Ahmed, agent RATP : « Si on fait grève pendant 3 semaines, le gouvernement va faire marche arrière ! »

Chauffeur de bus RATP et élu CGT, Ahmed est passé en entretien disciplinaire ce mardi, entouré de nombreux soutiens. Les prochaines semaines diront si la direction prendra le risque de continuer à souffler sur les braises de la colère des agents de la RATP, ou si elle retirera sa menace de révocation. En attendant, la grève du 5 décembre se prépare...

vendredi 15 novembre

« J’espère que le 5 décembre sera notre 95 à nous ! » s’exclame Ahmed dans cette vidéo qu’il adresse à nos lecteurs, invitant à préparer une grève d’ampleur à partir du 5 décembre. Alors que la direction de la RATP tente de faire rentrer ses agents dans le rang en s’acharnant contre 5 élus du personnel, le résultat est tout autre. Pour chaque entretien disciplinaire, les agents ont répondu nombreux au rendez-vous pour soutenir leurs collègues. Ce mardi, c’était au tour d’Ahmed Berrahal, élu CSSCT au CSE2 de la RATP Bus, d’être convoqué. Dès 5h du matin, ses collègues se sont rassemblés autour d’un brasier devant le dépôt de bus de Pantin. Ils ont été rejoint plus tard par de nombreux soutiens dont Bastien Lachaud, député LFI, et Nathalie Arthaud, porte-parole de Lutte Ouvrière. La députée PCF Marie-Georges Buffet avait quant à elle adressé un courrier à la PDG de la RATP, lui intimant de cesser les poursuites contre ses agents.
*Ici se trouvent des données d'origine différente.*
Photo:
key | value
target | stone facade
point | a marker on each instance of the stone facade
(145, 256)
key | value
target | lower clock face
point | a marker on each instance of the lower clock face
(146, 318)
« On n’est pas des voyous, on est des syndicalistes ! » s’est exclamé Ahmed, dénonçant l’acharnement de sa direction qui « veut [sa] tête depuis 16 ans » et a déjà engagé plusieurs procédures à son encontre, toutes déboutées aux prud’hommes. La dernière en date lui avait valu 5 jours de mise à pied en 2018, sur une accusation ridicule d’avoir « utilisé de manière abusive la plateforme collaborative Tribus [messagerie interne de la boîte] du département Bus à des fins de propagande syndicale », et pour des soi-disant « propos menaçants ». Manque de bol, la direction de la RATP vient à nouveau de perdre aux Prud’hommes, déboutée sur ces 2 points, ce qui lui vaut l’humiliation de devoir débourser, en plus des 614€ de retenues de salaire, 900€ de frais d’avocat et 1000€ au titre du préjudice moral. Une victoire qui ne peut que conforter Ahmed et ses collègues dans leur combat.

D’autant plus que l’amertume est grande : « On n’a pas peur d’eux, c’est eux qui ont peur de nous ! Ils comptent nous vendre avant 2020 mais c’est nous qui allons vendre la direction ! Nous on conduit et eux ils sont au chaud. Eux ils touchent un bon pognon, nous des clopinettes. Alors on va arrêter de travailler pour eux, maintenant c’est eux qui vont travailler pour nous ! On va pas se lâcher et on va pas se soumettre, on va continuer à contrôler leur bus ! » s’exclamait Ahmed sous les acclamations avant l’envahissement du conseil de discipline. « Si la direction pense que je vais me rabaisser parce qu’on m’attaque, je vais pas me rabaisser... » confirme t-il plus tard.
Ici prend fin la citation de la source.